Just As I Thought

86 Prop 13

California’s budget mess is making headlines these days, so I thought a little illustration of it’s major shortcoming would be appropriate.
Proposition 13 became law back in 1978. It, along with the recent Proposition 8, are clear indicators that the proposition system should be abolished. People with axes to grind or ideologies to push use propositions to codify their ideas into law.

Since propositions are voted upon directly by citizens, they are usually pushed with over-the-top fear campaigns and misleading tactics.
Proposition 13 has two major parts: first, it requires a 2/3 majority of the legislature for any tax increases. Second, and arguably more damaging, it radically changed property taxation.

The gist of it is this: property is only assessed when it is sold, and after it is assessed the taxes can’t be more than 1% of that value. This was promoted as a way to save seniors from the rising value of their property and keep them in their homes. They were the only ones who benefited. The rest of us got the shaft.

Here’s a clear demonstration of the effect Proposition 13 had on my neighborhood. Here are eight houses around mine (my house has the bold outline), listing the square footage and the annual tax paid last year.

(Disclaimer: while my house has the highest taxes in this image, there is one house on my street just out of view which paid $200 more, it is 936sf.)

It is worth noting that while there is a great disparity in taxes paid, the largest and most shocking difference is those two houses across the street from me. Both of them are owned by an elderly couple who also own houses on the next street. They are all rentals — the seniors do not actually live in them and I can only assume that they never lived in all of them at once. The renters have tried to buy the houses but were rebuffed because the houses are in trust for their descendants… which means that those houses will continue to generate little tax revenue even after the “owners” have died. Prop 13 has created a disparity far outside the “save seniors money” claim. It has resulted in huge sales tax increases and fees tacked on everywhere; as well as special assessments.

Even though I pay $6,300 more per year in taxes, I don’t get better services from the county. We share the same street pavement, the same streetlight, the same sewer service. The owners of those houses are raking in rent every month for a collection of paid-off houses with a total annual tax bill that’s less that what I pay in a quarter.

This is not only ridiculously unfair, but explains why California has so much trouble paying its bills. The proposition system provides Californians with a way to directly control taxation, but it also gives them a way to directly control spending — and people live to pass propositions to spend money on pet projects without a thought as to how they’ll be paid for.

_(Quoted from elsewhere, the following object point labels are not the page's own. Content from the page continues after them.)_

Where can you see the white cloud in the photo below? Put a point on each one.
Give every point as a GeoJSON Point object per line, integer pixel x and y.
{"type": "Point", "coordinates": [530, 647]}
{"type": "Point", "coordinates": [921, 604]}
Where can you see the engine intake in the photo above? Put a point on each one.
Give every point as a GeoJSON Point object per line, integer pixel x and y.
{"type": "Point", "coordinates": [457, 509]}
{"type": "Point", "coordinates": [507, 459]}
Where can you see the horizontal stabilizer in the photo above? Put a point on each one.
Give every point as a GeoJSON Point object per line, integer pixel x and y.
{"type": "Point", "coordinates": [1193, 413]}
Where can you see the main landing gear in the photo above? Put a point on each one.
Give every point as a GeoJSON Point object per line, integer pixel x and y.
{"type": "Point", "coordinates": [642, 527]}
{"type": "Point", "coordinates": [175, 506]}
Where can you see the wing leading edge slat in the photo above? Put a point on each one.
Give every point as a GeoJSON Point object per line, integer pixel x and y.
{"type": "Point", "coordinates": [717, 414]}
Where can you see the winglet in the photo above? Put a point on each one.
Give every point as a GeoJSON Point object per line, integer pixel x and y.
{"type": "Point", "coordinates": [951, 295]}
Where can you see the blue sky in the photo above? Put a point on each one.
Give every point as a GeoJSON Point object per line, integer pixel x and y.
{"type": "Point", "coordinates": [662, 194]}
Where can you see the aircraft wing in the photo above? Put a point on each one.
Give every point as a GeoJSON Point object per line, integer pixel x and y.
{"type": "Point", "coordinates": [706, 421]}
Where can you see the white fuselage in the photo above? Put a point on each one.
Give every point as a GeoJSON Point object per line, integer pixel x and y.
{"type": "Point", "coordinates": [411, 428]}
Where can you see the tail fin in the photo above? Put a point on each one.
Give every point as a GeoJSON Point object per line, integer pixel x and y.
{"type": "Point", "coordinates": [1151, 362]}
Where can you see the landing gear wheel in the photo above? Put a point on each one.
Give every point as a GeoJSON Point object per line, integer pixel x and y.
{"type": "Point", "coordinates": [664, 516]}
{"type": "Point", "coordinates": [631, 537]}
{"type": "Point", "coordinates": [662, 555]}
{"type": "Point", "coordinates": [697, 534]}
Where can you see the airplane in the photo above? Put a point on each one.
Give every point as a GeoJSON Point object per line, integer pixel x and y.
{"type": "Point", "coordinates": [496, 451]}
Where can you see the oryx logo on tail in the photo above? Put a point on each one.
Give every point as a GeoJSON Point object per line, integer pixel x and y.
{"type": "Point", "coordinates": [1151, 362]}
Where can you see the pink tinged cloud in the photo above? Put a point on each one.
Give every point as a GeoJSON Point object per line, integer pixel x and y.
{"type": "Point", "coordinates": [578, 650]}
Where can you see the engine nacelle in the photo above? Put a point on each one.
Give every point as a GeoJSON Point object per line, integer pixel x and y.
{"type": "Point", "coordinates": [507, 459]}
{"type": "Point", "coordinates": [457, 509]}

They want more and more government services, but don’t want to pay for them; even going so far as to restrict the legislature’s ability to generate the revenue to pay for what they voted for.

If the tax burden of these eight houses was split equitably, we’d all pay $3700 a year. For most people, that would be a marginal increase, for me it would be a huge reduction. And for the landlords across the street it would be $240 a month less of a profit. I don’t think I’d cry too much for them.